Chciałem napisać coś mądrego ale Wojas mnie uprzedził. Zgadzam się - jest nierówno, głównie jednak pod względem wyposażenia. Drużyna mająca odpowiednią siłę ognia oraz łączność będzie operować znacznie sprawniej niż nowi gracze, którzy dopiero co kupili replikę. W efekcie żadna ze stron nie osiąga swego celu - nowi grają bez ładu i składu a “profesjonaliści” nie mają z kim walczyć bo drużyna nowicjuszy + paru innych graczy nie ma pomysłu jak podejść przeciwnika.
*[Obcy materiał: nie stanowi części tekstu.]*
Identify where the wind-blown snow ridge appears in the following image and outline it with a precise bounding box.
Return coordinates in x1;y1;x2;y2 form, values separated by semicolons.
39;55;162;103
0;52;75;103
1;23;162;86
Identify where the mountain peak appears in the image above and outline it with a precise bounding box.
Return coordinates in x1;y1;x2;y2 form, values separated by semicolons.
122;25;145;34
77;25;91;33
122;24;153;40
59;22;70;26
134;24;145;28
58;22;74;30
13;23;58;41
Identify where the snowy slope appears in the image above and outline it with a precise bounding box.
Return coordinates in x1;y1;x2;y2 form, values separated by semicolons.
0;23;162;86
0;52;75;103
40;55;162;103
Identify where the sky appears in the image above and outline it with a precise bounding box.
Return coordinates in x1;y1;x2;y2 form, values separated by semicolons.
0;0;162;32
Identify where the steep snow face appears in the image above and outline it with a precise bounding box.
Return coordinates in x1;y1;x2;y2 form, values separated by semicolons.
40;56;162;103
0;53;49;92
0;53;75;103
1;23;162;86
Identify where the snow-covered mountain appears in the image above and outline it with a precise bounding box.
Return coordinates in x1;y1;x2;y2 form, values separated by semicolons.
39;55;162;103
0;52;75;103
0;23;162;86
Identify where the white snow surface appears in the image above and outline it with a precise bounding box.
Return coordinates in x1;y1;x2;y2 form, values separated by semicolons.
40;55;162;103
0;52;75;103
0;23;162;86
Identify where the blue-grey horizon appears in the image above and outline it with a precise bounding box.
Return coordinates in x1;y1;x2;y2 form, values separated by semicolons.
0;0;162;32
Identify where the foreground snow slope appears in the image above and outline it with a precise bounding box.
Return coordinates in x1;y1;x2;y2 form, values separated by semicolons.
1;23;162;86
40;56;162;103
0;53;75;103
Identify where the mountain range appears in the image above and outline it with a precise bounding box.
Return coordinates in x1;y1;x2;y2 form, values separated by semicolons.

Powstaje impas a nie rozgrywka.

Proponuję:

  1. To co pisali moi poprzednicy - nosić znaczniki albo przynajmniej taśmę. Ja na strzelanki zabieram biało - czerwoną, dopóki się nie skończy będę ją nosić.
  2. Przy formowaniu drużyn wypróbować stary szkolny sposób (pamiętam go bo zawsze byłem wybierany na końcu, gdyż zaiste chujowy był ze mnie bramkarz): wyznacza się dwóch dowódców, którzy jeden po drugim wybierają do swoich drużyn kolejnych przybyłych graczy. Wiadomo, że drużyny chcą działać razem, po to się formują i razem ćwiczą, jednak wtedy można po prostu wybierać drużynami: wy bierzecie MCAT-ów, my bierzemy B.R.O.S.-ów, wy bierzecie ST5, my bieżemy WFS itd. Dzięki temu każdy będzie miał szanse działać ze specjalistami.

Co do CQB, powinien być podział mundurowy, liczą się ułamki sekund, zza rogu rzadko widać znacznik, co do zielonej znaczniki spokojnie wystarczą, choć najlepsza opcja to 2 ramiona oznakowane. :slight_smile:

Podział mundurowy to wygodne rozwiązanie ale nie jest sprawiedliwe. Po co utrudniać sobie życie. To może wszyscy kupmy sobie takie same mundury :smiley: Mi osobiście znaczniki zawsze wystarczyły a jak są na obu ramionach to już naprawdę super.